The Logion team at the Hackathon consisted of: Jacob Murel (Research Software Engineer for the Logion Project), Sepideh Khajehei (Nvidia), Mohamed Abdellatif (Princeton Research Computing), Anushka Acharya (Princeton Research Computing), and Mattie Niznik (Princeton Research Computing). Together, they optimized code for Logion’s error detection and correction algorithm.

Their efforts led to an approximately 6x speed-up in Logion’s error detection code on the Nvidia A100 and H100 GPUs used on Princeton’s HPC cluster.
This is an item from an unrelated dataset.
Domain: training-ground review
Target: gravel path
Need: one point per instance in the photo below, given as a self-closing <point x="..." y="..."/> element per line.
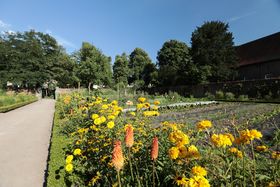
<point x="24" y="142"/>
According to the Hackathon’s evaluative metrics, this equates to saving approximately 217,000 kWh per year (~$39,000 per year) if Logion’s error detection code ran 24/7/365 on Princeton’s cluster.

While the Hackathon team largely focused on runtime optimization, they nevertheless refactored code to improve the quality of Logion’s results. Specifically, the team implemented a blacklist of words and characters through which model results are filtered. These words and characters had been previously identified by Logion-affiliated philologists—notably Johannes Haubold—as persistently inaccurate and unsound conjectures. Improvements like this show how the Logion Project uses philological insights to inform language model code designed for premodern Greek.

Both the code speed-up and fine-tuned results will improve user experience of the Logion app. Currently, the Logion desktop application is undergoing user testing. Its web version, which is designed to run on Princeton’s GPU cluster, is in development.